Ummmm, what can I say? It’s a song by Kanye West, but it’s four full minutes of Rihanna. She’s not doing anything particularly interesting, either.
I officially don’t get it.
Ummmm, what can I say? It’s a song by Kanye West, but it’s four full minutes of Rihanna. She’s not doing anything particularly interesting, either.
I officially don’t get it.
OF COURSE YOU DON’T GET IT. YOU CAN’T JUST ‘GET’ KANYE!! HE’S LEGEND! LEGEND!
Anyway, I’m not a fan of his music. I like Rihanna’s though!
Hmm, is he trying to do Prince? I’m totally getting that vibe…
This is ridiculous. Song sucks, Kanye creeps me out and Rihanna is wearing black tape.
OMG she left the bed then fell back IN!! that was BACKWARDS!! THAT WAS SOME BENJAMIN BUTTONS SHIT!! that’s what Kanye’s getting at.
AHAHAHAHAHA! LMAO!!!!
you see? this is why Kanye and I got that divorce a while ago.

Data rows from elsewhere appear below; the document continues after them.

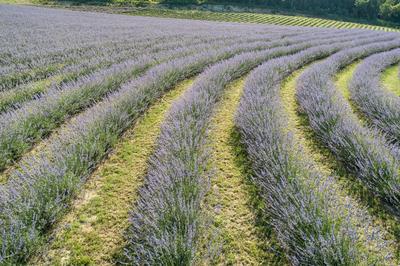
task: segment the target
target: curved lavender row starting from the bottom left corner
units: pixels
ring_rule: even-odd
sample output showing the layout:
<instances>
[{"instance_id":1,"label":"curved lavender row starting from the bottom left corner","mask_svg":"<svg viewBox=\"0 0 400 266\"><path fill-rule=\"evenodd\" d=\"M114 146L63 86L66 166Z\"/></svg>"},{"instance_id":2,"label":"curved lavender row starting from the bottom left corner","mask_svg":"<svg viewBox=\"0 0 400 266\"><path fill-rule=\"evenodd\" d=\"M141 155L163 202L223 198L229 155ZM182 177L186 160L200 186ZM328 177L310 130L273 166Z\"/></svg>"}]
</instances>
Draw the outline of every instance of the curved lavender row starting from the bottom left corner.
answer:
<instances>
[{"instance_id":1,"label":"curved lavender row starting from the bottom left corner","mask_svg":"<svg viewBox=\"0 0 400 266\"><path fill-rule=\"evenodd\" d=\"M40 245L43 232L65 211L121 132L152 101L206 65L246 50L257 48L236 45L158 65L79 115L50 138L44 150L24 158L0 187L1 259L24 261Z\"/></svg>"}]
</instances>

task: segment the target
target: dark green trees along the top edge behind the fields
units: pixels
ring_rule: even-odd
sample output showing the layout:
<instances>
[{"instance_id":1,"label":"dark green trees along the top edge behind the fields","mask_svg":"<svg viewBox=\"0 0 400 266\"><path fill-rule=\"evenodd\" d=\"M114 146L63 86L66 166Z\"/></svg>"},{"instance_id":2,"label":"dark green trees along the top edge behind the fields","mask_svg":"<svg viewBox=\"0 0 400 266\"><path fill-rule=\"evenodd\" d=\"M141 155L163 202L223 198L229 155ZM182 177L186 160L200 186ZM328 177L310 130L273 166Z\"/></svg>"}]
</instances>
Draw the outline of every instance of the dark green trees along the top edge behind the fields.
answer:
<instances>
[{"instance_id":1,"label":"dark green trees along the top edge behind the fields","mask_svg":"<svg viewBox=\"0 0 400 266\"><path fill-rule=\"evenodd\" d=\"M34 0L40 3L54 0ZM74 4L117 4L204 8L216 11L301 12L330 18L368 21L384 20L400 23L400 0L59 0Z\"/></svg>"}]
</instances>

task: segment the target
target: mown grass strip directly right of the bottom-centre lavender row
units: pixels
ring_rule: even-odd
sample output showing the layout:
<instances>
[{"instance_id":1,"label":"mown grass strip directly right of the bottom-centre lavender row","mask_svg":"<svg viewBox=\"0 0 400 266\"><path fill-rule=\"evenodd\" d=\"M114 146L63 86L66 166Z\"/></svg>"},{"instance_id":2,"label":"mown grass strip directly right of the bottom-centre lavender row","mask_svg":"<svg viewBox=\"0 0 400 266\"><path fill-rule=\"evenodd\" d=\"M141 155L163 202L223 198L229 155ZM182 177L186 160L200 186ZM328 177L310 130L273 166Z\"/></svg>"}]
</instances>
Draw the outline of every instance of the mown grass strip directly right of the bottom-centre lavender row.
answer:
<instances>
[{"instance_id":1,"label":"mown grass strip directly right of the bottom-centre lavender row","mask_svg":"<svg viewBox=\"0 0 400 266\"><path fill-rule=\"evenodd\" d=\"M218 264L271 265L282 258L272 252L276 243L257 224L256 191L248 180L249 168L234 127L243 85L241 78L228 86L211 120L208 137L215 175L206 200L222 241Z\"/></svg>"}]
</instances>

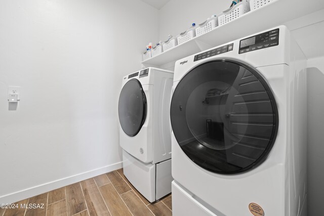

anyway, why Rihanna for this song? thats bad taste. all that makes me think is she should’ve been more paranoid when picking boyfriends. i don’t even care anymore.
Does she get punched? Only reason I would watch her sing.
@donkey punch. don’t worry she just writhes around a lot & doesn’t sing. but she doesn’t get punched either. so i guess you may want to stay away.
Then he must be a gay fish :D
i do like rhianna’s lingerie though, but this video is lacking
This song is terrible. Seriously bad.
The only thing missing is a stripper pole for Rihanna.
Why is my email address on the first one? DELETE!!
Speaking of paranoid…. JK! :)
I don’t understand why this no talent assclown gets attention. He isn’t singing in tune…it’s all studio tricks tuning his voice. That’s why it sounds like a retarded robot singing. I’m so sick of this sound in pop music. Cher might as well have sang this garbage.
her hair creeps me out
it had me at goodbye at 1:13
rihanna is …
*yawn*
i’m gonna finish my lox & cream chesse bagel now.
Love the song. The video is eh… no storyline.
Welcome to Heartbreak, however? Awesome video.